LOS ANGELES — More than 100,000 people are expected to descend on Indio, Calif., starting today for the Coachella Valley Music and Arts Festival, and the fashion world will be watching. While Arcade Fire and Kings of Leon are jamming onstage, fashion and lifestyle companies will be vying for the attention of festival-goers offstage, with branded cooling tents, beach balls, Coachella “survival kits” at the Empire Polo Club grounds, plus pool parties with bottomless cocktails and their own live music at hotels and estates offsite.
In 12 years, the three-day spring break for adults has become a branding juggernaut approaching Sundance Film Festival proportions.
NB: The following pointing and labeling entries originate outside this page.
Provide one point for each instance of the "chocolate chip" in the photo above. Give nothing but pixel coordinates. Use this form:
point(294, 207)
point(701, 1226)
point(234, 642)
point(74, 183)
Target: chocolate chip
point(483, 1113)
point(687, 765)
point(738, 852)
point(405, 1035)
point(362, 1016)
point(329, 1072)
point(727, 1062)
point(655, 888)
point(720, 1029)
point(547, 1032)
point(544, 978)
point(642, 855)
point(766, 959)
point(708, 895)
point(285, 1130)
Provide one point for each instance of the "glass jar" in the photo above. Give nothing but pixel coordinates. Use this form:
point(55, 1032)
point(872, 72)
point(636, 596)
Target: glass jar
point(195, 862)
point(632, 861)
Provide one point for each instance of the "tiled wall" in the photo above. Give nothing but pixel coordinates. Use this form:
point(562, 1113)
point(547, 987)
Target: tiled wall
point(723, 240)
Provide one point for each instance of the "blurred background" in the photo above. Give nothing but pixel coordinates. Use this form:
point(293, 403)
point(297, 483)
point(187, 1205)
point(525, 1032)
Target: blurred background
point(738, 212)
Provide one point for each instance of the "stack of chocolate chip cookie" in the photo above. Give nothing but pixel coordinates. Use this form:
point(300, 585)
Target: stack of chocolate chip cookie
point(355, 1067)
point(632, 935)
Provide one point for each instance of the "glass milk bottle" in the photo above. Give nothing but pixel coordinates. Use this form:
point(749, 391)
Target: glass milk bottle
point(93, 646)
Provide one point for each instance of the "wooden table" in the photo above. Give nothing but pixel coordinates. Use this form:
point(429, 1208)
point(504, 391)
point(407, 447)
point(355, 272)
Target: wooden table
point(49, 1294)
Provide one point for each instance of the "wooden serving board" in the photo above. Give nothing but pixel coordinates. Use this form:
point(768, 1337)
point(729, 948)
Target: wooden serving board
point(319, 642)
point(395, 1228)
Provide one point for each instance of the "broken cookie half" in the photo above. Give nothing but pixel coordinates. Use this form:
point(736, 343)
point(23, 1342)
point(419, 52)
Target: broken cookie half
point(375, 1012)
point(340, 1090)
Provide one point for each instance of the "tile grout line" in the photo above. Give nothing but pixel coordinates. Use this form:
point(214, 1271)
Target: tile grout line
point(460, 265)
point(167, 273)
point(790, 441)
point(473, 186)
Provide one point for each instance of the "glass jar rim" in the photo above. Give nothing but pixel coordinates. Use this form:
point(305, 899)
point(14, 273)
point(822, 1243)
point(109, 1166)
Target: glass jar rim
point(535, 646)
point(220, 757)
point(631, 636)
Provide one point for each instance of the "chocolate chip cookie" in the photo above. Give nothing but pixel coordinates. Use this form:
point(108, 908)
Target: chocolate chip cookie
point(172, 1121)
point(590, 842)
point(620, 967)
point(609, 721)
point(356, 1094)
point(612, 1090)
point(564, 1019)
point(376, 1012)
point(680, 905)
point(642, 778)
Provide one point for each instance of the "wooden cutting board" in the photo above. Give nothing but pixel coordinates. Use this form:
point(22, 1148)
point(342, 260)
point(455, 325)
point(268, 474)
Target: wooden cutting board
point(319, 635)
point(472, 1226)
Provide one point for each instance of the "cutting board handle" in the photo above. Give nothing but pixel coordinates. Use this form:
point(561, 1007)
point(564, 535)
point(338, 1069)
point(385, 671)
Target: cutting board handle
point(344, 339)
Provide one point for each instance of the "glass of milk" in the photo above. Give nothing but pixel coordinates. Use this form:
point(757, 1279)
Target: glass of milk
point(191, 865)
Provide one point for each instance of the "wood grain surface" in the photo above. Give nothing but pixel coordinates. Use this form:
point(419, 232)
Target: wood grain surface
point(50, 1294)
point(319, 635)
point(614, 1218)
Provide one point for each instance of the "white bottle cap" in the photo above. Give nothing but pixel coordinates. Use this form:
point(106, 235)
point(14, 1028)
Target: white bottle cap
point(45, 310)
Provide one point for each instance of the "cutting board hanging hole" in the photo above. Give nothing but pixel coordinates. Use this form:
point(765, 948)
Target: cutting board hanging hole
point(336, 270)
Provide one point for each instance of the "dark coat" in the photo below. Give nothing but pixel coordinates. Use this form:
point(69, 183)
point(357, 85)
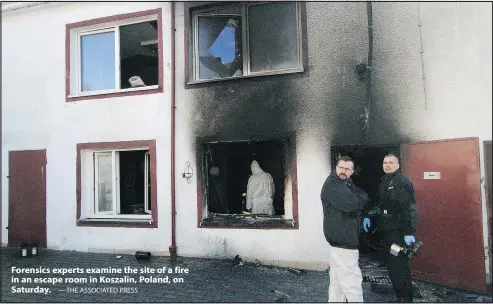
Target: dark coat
point(397, 204)
point(342, 203)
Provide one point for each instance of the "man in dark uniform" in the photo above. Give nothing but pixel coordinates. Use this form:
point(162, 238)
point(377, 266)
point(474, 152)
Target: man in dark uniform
point(397, 220)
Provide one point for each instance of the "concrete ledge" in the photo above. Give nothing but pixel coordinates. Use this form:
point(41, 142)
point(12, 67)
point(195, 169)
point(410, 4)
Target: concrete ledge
point(128, 251)
point(316, 265)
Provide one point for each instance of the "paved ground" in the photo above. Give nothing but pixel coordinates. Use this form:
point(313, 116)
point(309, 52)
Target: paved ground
point(206, 281)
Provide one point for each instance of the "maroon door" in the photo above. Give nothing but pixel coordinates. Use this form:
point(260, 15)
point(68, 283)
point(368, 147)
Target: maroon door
point(27, 197)
point(446, 179)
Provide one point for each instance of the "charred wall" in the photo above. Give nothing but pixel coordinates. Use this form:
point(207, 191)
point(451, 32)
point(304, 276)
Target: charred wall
point(326, 99)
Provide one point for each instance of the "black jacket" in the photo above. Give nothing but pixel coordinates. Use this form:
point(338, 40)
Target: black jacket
point(397, 204)
point(342, 203)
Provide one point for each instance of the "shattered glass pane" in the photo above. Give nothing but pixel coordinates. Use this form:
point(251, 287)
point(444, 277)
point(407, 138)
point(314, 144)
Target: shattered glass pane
point(219, 47)
point(273, 36)
point(105, 185)
point(97, 61)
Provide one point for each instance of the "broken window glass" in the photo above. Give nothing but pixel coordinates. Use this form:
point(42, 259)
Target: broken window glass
point(97, 61)
point(139, 54)
point(229, 169)
point(246, 39)
point(219, 46)
point(273, 37)
point(104, 185)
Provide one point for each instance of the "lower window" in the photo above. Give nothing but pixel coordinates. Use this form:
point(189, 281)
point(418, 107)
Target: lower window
point(121, 183)
point(233, 190)
point(117, 182)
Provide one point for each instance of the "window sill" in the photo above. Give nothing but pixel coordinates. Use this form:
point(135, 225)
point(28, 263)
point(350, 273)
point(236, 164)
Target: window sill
point(103, 92)
point(116, 222)
point(115, 93)
point(258, 74)
point(247, 221)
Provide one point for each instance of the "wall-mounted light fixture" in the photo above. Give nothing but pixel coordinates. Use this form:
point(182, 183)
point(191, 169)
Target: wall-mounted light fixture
point(143, 255)
point(33, 249)
point(188, 173)
point(24, 250)
point(361, 69)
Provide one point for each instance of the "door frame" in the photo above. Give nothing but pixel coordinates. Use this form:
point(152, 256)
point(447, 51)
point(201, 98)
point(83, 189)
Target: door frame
point(43, 243)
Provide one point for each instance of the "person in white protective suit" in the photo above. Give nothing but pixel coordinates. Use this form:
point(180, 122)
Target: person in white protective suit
point(260, 191)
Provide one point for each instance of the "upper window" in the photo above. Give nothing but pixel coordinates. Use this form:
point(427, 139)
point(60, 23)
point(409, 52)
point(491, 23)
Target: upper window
point(115, 56)
point(246, 40)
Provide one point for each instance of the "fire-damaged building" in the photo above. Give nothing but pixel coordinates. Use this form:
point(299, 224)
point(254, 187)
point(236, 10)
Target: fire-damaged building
point(134, 126)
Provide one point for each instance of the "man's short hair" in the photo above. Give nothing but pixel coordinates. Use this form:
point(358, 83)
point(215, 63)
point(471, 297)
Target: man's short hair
point(392, 155)
point(346, 159)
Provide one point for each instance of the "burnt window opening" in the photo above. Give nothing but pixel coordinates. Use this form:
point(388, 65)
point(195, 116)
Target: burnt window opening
point(228, 168)
point(122, 183)
point(245, 39)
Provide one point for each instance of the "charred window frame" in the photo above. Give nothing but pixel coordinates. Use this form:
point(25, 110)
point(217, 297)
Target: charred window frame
point(222, 196)
point(245, 40)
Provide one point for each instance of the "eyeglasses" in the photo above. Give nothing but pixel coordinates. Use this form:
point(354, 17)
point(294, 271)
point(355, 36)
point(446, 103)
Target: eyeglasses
point(345, 169)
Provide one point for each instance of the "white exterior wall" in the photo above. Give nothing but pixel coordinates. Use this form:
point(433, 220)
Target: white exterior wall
point(36, 116)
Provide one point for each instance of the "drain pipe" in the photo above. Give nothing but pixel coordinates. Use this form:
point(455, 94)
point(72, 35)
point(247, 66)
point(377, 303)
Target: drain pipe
point(172, 248)
point(366, 115)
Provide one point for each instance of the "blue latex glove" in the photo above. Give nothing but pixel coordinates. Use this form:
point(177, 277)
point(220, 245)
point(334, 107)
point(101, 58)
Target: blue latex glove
point(409, 239)
point(366, 224)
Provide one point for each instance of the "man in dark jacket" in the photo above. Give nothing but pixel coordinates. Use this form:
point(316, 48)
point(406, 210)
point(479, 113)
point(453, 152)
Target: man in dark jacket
point(397, 221)
point(342, 203)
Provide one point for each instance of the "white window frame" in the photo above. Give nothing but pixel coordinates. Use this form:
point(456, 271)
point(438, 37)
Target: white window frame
point(75, 55)
point(147, 183)
point(91, 177)
point(245, 47)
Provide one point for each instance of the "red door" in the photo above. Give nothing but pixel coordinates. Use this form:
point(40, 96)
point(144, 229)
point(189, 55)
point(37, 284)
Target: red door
point(27, 197)
point(446, 177)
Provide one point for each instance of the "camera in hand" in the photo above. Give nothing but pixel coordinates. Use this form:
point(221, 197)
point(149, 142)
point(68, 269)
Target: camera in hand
point(374, 212)
point(408, 250)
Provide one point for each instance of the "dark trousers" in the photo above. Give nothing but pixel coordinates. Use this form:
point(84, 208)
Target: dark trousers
point(398, 266)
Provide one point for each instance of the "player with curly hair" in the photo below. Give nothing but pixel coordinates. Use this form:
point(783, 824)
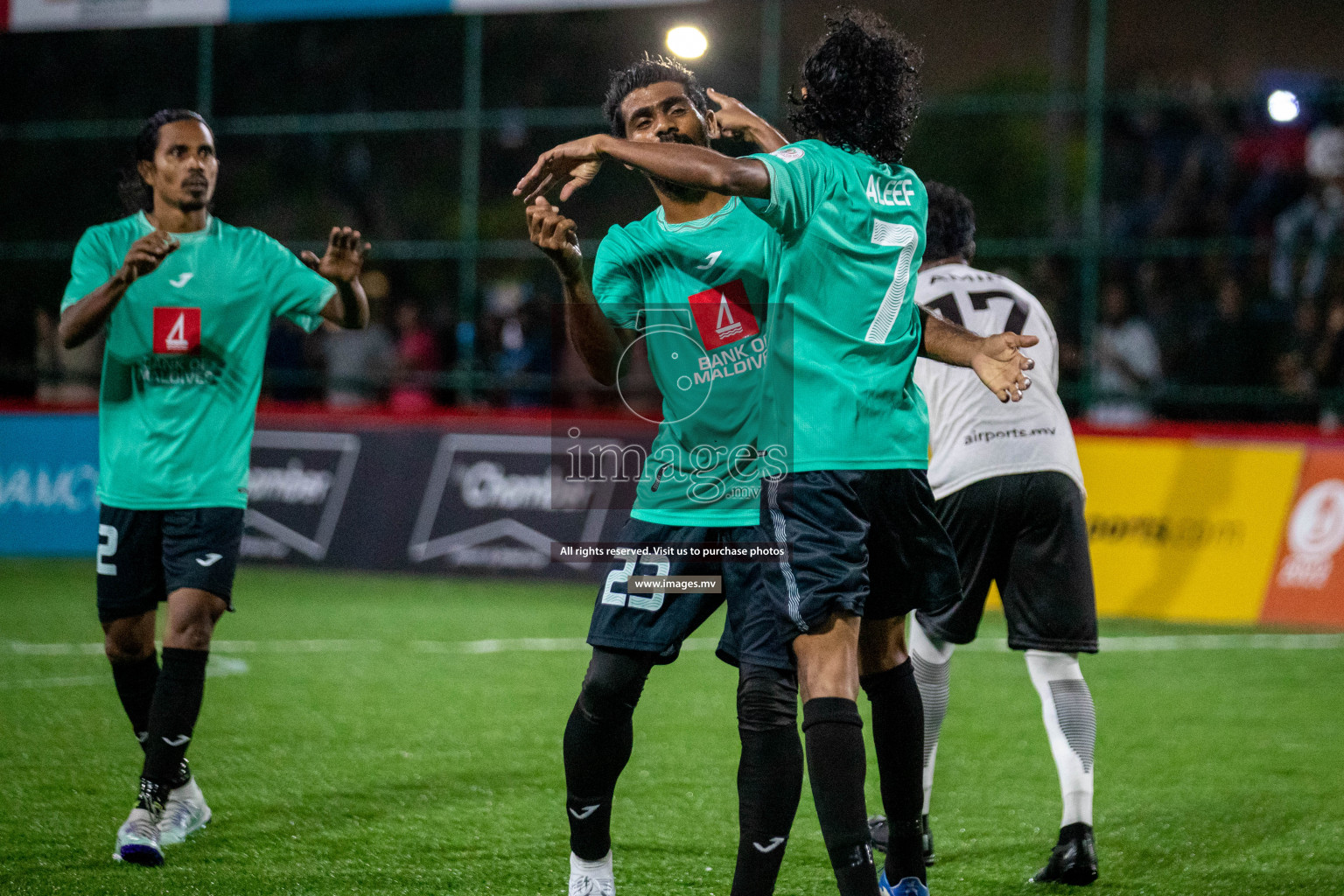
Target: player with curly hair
point(843, 331)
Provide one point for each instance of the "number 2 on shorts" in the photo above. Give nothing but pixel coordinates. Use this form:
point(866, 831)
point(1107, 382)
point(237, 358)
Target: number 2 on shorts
point(907, 238)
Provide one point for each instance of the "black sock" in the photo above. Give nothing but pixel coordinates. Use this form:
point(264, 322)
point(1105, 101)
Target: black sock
point(136, 680)
point(597, 745)
point(836, 766)
point(172, 718)
point(898, 742)
point(769, 777)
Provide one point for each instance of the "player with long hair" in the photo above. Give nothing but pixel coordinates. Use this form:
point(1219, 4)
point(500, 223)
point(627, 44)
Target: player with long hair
point(187, 303)
point(843, 332)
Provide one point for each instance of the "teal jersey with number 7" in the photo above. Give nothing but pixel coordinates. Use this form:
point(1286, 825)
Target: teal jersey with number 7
point(843, 326)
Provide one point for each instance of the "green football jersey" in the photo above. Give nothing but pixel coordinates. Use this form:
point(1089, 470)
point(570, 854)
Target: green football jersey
point(843, 326)
point(696, 294)
point(183, 360)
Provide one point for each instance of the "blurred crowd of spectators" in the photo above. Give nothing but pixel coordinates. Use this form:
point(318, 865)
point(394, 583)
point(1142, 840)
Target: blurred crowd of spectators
point(1222, 296)
point(1241, 280)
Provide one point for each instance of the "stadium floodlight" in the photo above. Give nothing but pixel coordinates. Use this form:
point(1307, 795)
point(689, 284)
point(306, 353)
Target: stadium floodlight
point(1284, 107)
point(687, 42)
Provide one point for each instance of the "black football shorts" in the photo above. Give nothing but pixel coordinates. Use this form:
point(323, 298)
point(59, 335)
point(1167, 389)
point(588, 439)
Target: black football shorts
point(862, 542)
point(147, 555)
point(657, 624)
point(1027, 534)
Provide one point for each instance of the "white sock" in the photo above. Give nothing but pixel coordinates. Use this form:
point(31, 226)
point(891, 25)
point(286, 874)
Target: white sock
point(599, 870)
point(1070, 718)
point(930, 659)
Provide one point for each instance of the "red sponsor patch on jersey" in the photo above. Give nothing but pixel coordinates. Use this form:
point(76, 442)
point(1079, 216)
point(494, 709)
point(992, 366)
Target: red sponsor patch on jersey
point(724, 315)
point(176, 331)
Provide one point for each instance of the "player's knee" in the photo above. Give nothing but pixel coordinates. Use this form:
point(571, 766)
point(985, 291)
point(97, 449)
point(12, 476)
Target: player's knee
point(613, 685)
point(127, 647)
point(882, 645)
point(766, 699)
point(191, 633)
point(128, 640)
point(928, 648)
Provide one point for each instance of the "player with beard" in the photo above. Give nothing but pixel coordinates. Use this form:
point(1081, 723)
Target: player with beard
point(690, 283)
point(855, 504)
point(187, 303)
point(1010, 492)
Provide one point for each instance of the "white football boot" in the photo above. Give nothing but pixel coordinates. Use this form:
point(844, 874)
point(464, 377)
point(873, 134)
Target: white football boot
point(592, 878)
point(185, 813)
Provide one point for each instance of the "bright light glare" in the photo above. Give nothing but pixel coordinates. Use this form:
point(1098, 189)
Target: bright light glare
point(687, 42)
point(1283, 107)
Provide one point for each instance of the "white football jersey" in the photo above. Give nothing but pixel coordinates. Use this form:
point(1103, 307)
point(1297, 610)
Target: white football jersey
point(973, 434)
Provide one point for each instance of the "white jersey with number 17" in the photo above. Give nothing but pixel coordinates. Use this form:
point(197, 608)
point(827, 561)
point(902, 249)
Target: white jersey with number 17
point(975, 436)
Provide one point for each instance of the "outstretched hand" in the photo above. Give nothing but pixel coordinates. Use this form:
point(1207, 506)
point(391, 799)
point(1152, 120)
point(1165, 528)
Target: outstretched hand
point(570, 165)
point(343, 260)
point(737, 121)
point(554, 234)
point(147, 253)
point(1002, 367)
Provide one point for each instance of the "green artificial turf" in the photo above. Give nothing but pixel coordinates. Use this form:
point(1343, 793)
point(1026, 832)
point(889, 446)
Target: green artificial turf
point(341, 754)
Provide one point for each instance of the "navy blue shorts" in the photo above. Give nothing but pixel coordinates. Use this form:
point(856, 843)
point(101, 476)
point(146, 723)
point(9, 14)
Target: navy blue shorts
point(657, 624)
point(862, 542)
point(147, 555)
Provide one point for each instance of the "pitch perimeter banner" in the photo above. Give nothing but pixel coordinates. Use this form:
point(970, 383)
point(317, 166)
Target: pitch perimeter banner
point(66, 15)
point(1186, 529)
point(1308, 582)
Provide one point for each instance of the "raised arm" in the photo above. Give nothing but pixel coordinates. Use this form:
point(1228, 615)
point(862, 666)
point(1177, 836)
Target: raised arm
point(80, 321)
point(735, 120)
point(598, 343)
point(569, 167)
point(995, 359)
point(341, 263)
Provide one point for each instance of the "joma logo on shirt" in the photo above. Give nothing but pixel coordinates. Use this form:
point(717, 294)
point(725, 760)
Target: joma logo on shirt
point(724, 315)
point(176, 331)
At Sundance, gift lounges dominate the freebie scene, but at Coachella, brands want to reach a wider audience of “influencers” with events such as the G by Guess Artist Retreat Pool Party and BBQ, the A/X + 944 Neon Carnival, the Mulberry BBQ & Pool Party and the fourth-annual Jeremy Scott + Adidas Shindig.
Brands send clothes to celebrities ahead of time in hopes they will be photographed wearing them, distribute promotional items, and sponsor social events with the goal of generating traditional and social media coverage, and, eventually, sales. At the same time, design teams are there, studying the way festival-goers dress so they can turn ideas around and sell them next year.
Enticed by indie
All this has developed around a festival initially conceived as an alternative to corporatized live music experiences with high ticket prices. And it is the idea of that indie spirit that makes Coachella so attractive to fashion brands such as H&M, Lacoste, Levi’s, Havaianas and Ray-Ban. (Ironically, the festival itself has evolved into a rather pricey event where guests must pay $269 for three-day tickets — no more day passes — and they must move quickly; tickets sell out in a matter of hours.)